We observed in our experiments that some grids were fully verifiable by the direct criteria, described in Section VII-A, in which case the runtime is dramatically reduced. The first grid in Table III and the second grid in Table IV are examples of such grids. The errors, shown in Table III , were very much in accordance with the specified bounds, and in the case of grids that were verifiable using only direct criteria, the error is 0. Fig. 10 shows distribution of the distance between the upper bounds on V 1−β i and the safety threshold voltages V Ti , for the grid of 1.3 million nodes, featured in the last row of Table IV . The safety parameter (1 − β) was set at (90%) for all nodes and the confidence level for convergence (1 − α) at 95%. The resolution was fixed at 1% of V dd (δ = 0.01). Fig. 10 shows that there were 14 362 residual nodes, corresponding to 1.1% of the grid size. The number of such nodes is primarily related to the user-specified resolution and how it compares with the actual variances of the node voltages.
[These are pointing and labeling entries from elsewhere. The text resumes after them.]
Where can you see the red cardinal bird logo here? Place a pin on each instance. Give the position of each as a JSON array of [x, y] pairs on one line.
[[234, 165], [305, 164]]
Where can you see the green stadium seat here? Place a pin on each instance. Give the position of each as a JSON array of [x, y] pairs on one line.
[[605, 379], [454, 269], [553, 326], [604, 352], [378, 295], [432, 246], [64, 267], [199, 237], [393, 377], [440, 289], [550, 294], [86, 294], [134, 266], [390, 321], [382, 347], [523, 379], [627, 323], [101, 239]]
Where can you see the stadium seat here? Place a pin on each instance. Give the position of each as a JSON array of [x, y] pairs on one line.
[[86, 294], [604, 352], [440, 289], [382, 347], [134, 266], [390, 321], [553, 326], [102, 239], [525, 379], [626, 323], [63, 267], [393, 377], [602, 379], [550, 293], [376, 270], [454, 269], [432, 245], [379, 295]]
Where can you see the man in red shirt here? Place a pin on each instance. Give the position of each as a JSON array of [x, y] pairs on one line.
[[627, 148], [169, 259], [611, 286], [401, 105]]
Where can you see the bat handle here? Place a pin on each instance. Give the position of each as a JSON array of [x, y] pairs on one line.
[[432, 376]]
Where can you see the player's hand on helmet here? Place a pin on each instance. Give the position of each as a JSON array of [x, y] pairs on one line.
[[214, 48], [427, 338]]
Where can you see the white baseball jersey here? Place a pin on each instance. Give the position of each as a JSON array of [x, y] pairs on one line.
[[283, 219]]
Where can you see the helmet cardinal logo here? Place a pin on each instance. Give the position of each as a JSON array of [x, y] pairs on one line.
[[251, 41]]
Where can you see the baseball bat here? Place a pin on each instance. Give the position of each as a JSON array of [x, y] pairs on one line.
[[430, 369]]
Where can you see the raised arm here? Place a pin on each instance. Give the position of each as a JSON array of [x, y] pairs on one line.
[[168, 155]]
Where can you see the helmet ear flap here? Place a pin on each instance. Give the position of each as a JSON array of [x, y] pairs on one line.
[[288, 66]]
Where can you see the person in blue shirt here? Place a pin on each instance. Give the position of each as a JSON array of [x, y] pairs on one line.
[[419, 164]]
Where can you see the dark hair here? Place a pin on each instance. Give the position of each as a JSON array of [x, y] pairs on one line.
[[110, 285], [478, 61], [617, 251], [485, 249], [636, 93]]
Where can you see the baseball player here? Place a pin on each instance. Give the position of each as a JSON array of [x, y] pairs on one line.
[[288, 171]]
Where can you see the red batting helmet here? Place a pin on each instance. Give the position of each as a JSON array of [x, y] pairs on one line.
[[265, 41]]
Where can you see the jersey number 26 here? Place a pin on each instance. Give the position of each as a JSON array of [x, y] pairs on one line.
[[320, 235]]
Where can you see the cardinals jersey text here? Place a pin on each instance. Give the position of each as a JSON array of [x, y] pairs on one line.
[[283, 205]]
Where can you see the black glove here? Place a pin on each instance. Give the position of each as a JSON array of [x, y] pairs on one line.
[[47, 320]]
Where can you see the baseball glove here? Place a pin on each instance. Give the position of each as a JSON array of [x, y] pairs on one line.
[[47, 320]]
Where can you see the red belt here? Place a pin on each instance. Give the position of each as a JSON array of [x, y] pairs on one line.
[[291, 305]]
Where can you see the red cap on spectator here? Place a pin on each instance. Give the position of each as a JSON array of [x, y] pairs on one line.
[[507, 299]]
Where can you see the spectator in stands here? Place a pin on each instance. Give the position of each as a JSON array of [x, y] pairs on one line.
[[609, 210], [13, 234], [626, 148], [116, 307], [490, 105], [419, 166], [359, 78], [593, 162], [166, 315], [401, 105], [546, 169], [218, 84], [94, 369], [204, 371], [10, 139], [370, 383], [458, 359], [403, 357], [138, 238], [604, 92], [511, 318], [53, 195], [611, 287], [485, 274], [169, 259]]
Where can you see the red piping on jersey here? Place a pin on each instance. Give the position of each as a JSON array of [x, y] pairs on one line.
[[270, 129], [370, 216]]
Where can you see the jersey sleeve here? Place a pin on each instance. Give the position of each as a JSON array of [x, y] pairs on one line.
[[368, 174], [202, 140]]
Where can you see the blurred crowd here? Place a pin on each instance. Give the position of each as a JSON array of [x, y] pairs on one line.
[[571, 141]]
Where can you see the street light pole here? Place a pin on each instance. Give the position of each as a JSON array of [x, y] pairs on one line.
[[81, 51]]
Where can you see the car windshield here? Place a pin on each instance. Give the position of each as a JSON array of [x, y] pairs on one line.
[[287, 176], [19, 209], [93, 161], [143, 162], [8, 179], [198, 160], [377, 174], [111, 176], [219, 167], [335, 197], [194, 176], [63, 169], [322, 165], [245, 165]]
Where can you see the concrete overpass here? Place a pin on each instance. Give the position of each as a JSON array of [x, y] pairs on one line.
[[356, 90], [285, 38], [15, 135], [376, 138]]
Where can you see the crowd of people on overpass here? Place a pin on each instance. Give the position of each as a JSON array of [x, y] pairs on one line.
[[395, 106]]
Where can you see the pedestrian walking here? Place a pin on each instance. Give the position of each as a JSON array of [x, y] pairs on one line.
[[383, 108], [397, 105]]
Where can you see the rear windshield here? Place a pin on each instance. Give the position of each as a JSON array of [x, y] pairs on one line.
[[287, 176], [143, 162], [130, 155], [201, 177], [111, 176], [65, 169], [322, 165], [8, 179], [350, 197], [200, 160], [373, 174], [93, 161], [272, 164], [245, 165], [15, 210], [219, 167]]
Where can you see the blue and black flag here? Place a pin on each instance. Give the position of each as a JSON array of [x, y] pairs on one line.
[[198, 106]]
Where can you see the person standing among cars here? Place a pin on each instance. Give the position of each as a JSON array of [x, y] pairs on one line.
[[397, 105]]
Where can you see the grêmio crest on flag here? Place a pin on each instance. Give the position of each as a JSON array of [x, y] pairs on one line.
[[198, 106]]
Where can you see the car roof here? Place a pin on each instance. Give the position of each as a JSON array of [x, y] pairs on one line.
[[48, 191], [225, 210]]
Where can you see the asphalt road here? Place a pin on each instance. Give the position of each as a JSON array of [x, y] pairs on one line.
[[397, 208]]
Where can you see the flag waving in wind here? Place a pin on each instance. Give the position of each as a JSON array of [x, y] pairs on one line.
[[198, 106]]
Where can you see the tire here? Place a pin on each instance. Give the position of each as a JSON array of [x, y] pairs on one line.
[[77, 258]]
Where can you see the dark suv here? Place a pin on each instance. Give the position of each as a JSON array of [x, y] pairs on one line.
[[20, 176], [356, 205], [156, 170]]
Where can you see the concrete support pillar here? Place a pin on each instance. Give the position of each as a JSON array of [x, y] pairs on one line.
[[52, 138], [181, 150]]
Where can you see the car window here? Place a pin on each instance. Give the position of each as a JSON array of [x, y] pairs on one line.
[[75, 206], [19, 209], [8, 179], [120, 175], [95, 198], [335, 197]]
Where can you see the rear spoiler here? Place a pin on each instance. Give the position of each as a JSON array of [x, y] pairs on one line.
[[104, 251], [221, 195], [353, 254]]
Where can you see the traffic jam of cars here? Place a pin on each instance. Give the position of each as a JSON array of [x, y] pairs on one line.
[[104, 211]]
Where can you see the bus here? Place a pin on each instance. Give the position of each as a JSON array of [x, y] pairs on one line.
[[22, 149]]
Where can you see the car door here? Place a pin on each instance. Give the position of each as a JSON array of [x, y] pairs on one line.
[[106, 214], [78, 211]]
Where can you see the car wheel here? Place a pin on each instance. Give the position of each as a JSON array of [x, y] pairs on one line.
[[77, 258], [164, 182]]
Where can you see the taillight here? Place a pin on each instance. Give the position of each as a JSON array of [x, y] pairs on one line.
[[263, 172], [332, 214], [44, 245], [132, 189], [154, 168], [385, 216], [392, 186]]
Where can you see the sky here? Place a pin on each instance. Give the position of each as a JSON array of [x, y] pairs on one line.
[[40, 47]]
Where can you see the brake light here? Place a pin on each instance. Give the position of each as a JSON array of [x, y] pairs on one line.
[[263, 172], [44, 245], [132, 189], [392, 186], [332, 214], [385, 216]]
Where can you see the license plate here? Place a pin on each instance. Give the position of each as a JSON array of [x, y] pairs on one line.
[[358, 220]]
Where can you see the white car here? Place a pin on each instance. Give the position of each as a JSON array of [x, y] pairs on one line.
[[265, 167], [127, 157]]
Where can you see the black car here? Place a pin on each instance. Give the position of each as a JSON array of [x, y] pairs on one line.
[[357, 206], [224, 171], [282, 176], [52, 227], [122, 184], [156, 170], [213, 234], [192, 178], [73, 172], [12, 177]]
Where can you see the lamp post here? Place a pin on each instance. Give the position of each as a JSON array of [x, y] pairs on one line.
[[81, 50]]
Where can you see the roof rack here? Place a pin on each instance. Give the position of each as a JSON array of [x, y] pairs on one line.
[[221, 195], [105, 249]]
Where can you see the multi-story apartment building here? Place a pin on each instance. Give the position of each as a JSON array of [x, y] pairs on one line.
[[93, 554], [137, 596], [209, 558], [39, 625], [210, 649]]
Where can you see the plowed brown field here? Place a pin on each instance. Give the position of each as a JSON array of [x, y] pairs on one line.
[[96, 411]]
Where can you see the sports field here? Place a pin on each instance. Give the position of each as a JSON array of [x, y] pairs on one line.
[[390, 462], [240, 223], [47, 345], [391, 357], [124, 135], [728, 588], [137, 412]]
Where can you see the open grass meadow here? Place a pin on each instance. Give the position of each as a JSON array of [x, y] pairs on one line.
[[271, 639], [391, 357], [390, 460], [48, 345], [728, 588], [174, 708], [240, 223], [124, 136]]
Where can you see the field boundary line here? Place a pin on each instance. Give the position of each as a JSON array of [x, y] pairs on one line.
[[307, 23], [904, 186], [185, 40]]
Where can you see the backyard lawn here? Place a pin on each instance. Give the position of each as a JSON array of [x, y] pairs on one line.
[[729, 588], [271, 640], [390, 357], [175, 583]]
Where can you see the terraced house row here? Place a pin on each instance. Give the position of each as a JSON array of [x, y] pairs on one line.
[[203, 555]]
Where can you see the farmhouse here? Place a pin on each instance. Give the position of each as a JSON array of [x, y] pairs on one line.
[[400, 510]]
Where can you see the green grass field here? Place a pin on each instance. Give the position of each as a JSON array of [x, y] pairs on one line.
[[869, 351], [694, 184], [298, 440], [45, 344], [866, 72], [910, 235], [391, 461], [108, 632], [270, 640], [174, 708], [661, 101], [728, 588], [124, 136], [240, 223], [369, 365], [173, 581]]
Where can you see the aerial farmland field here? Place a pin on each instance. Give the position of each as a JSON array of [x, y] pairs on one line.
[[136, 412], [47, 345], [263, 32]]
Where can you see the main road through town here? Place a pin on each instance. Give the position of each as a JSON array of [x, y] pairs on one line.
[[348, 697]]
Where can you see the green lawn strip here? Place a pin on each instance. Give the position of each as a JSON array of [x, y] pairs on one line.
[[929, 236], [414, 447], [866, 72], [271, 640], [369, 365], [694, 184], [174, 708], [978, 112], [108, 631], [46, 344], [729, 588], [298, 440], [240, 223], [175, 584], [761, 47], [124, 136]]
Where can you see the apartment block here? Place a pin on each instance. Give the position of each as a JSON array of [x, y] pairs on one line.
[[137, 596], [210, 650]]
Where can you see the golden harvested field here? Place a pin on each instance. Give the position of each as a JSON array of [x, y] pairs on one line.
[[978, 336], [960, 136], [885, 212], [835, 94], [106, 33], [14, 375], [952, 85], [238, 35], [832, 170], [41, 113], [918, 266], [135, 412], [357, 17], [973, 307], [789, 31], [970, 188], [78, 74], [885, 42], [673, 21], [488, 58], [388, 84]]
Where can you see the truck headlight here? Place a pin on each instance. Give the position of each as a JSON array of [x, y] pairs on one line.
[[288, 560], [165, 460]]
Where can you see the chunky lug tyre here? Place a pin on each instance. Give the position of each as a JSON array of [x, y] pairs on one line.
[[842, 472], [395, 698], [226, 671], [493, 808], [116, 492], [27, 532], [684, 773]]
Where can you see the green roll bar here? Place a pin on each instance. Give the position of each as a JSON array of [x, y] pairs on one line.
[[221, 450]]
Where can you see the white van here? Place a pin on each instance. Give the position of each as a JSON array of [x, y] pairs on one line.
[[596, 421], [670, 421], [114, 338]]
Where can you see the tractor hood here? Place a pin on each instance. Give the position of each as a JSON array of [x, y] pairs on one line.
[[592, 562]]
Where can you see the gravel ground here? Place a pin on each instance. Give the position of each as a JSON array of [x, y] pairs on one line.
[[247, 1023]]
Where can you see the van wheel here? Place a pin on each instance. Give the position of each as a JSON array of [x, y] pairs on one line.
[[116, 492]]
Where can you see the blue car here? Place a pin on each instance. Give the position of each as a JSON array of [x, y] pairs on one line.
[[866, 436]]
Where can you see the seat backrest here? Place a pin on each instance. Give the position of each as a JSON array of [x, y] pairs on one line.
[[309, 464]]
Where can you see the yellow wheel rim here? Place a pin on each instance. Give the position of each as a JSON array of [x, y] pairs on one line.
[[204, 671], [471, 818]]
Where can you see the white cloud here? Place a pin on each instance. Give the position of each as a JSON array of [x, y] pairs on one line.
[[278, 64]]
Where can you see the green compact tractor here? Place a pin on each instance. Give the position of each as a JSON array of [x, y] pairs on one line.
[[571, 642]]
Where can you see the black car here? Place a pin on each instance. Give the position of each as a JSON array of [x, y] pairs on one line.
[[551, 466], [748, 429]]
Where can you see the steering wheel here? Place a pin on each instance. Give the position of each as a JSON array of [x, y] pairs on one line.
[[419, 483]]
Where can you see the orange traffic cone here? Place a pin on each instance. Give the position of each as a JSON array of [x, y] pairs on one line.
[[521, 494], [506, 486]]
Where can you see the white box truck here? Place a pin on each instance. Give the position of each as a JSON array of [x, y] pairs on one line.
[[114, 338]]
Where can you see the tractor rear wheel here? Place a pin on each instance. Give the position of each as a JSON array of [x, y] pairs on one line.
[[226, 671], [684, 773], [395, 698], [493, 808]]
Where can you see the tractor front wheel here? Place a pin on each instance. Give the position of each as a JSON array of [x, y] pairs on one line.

All experiments feature a resolution of 1% of V dd , and the number of residual nodes was consistently small, compared to the grid size (see also Tables III  and IV) . It was stated in Section VII-C that the distance between V ub,i and V Ti is an absolute measure of how much the requirement on the safety threshold voltage at a residual node should be relaxed (i.e., how much V Ti should increase) in order to deem a node safe. Fig. 10 illustrates that this distance is small (the average being 0.96% of V dd ), implying that V 1−β i and V Ti are indeed close (that closeness being controlled by the resolution).
IX. CONCLUSION
Technology-scaling trends exacerbate the importance of proper leakage management and reinforce the need for robust power distribution across the chip. This work addressed the vulnerability of chip power distribution to process-induced leakage-current variations. Leakage variations appear as random drops of the power-grid voltage levels and may be thought of as a background level of noise on the grid. We suggested a lognormal statistical model for the voltage drops on the grid in the presence of this noise and a numerical Monte Carlo technique to overcome the computational complexity associated with the grid size in order to determine the statistical parameters of this leakage-induced noise. With this ability, we were able to formulate a verification methodology in order to localize areas of the grid that are particularly susceptible to voltage violations due to leakage variations. Results showed the efficiency and applicability of the proposed approach.